Data are presented as mean±SD from three independent experiments.

To determine whether miR-483-5p targeting of RBM5 was required for inhibiting prostate cancer cell proliferation and invasion, we employed an expression construct that encodes the entire RBM5 coding sequence but lacks the 3′-UTR. Enforced RBM5 expression partially rescued the miR-483—5p-mediated decrease in cell growth by MTT assay and invasion by trans-well invasion assay (Figures 4D and 4F), respectively. RBM5 overexpression was confirmed by Western blot analysis (Figure-4E).

DISCUSSION

Prostate cancer is one of the leading causes of cancer-related mortality. Although major breakthroughs in prostate cancer treatment have been achieved in recent years, it is important to identify novel and versatile molecular biomarkers for the disease (21).

Emerging evidence suggest that the dysregulation of miRNAs contributes to carcinogenesis. Moreover, accumulating evidence has demonstrated miR-483-5p expression in multiple types of tumors, including tongue squamous cell carcinoma, multiple myeloma, lung adenocarcinoma, hepatocellular carcinoma, and glioma (11–15, 22, 23). However, it remains unclear whether miR-483-5p is expressed in prostate cancer and whether it plays a role in prostate cancer.

In the present study, we observed increased miR-483-5p expression in prostate cancer cell lines or tissues compared to a normal prostate epithelial cell line tissues. Moreover, miR-483-5p inhibition suppressed prostate cancer cell growth and invasion in vitro. In the future, we will further perform analysis of miRNA arrays to reveal many genes difference in expression between benign and malignant tissue samples.
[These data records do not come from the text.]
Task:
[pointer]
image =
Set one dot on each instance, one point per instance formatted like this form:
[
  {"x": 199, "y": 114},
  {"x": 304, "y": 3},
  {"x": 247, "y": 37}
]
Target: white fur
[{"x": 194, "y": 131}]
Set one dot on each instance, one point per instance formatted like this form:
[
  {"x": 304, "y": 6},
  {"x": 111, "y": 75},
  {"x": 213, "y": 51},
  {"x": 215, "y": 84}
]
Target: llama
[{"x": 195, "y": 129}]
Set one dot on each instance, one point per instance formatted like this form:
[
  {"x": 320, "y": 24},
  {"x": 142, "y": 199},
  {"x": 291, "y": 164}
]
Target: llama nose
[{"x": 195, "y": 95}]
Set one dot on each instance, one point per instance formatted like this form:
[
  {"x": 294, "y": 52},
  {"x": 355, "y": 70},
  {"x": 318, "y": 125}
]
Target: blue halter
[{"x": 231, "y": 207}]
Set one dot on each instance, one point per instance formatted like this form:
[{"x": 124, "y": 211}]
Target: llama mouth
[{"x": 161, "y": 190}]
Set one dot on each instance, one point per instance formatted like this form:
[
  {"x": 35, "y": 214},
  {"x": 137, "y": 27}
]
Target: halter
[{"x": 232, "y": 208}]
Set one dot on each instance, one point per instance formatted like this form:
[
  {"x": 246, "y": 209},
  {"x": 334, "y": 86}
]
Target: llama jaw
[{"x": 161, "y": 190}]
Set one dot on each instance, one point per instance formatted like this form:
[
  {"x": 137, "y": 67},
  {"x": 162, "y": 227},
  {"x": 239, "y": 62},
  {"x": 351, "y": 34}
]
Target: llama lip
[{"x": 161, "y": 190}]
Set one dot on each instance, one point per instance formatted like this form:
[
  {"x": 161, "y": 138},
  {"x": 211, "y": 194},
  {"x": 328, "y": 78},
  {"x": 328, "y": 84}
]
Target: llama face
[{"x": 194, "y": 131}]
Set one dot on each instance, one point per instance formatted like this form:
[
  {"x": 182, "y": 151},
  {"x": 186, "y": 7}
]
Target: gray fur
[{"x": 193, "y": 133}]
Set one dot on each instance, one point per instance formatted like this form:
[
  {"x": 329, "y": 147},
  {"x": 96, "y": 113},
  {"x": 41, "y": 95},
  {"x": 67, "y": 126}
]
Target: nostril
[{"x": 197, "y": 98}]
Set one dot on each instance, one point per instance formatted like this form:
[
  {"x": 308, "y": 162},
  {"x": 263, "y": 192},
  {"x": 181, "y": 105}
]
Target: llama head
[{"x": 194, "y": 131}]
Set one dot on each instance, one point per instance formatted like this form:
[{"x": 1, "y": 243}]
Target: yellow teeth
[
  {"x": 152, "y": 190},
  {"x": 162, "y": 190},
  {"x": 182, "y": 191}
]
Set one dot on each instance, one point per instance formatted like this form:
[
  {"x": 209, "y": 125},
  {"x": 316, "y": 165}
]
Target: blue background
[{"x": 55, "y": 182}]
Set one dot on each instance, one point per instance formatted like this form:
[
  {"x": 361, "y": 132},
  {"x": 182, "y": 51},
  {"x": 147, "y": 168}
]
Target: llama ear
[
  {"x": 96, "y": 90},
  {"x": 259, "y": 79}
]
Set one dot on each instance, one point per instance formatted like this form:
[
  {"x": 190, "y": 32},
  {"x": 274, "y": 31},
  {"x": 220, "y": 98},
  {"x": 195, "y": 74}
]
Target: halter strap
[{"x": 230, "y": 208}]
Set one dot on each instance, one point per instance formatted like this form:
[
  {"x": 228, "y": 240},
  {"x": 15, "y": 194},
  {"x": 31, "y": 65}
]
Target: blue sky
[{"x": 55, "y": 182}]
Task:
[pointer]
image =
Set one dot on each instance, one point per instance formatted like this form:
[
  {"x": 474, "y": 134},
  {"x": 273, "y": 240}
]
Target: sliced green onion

Despite previous studies indicating the oncogenic role of miR-483-5p, its role in tumor cell growth and invasion and its molecular mechanisms regulating growth and invasion are unknown. Here, we found that miR-483-5p expression was upregulated in prostate cancer cell lines. Moreover, we identified miR-483-5p as a pro-metastatic miRNA and a negative regulator of the key metastasis suppressor RBM5. Our study describes the regulatory link between miR-483-5p and RBM5 and identifies a potential mechanism of RBM5 dysregulation and its contribution to prostate cancer progression. We found that miR-483-5p expression is significantly upregulated in prostate cancer cell lines and is negatively associated with RBM5 protein levels. miR-483-5p suppression inhibits prostate cancer cell growth and invasion by directly targeting RBM5. However, further investigation in other types of cancer is necessary to explore the function and mechanisms of miR-483-5p.

In summary, the present study is the first to suggest the potential prognostic significance of miR-483-5p mediated the downregulation of RBM5 expression that promotes cancer cell proliferation and invasion in prostate cancer.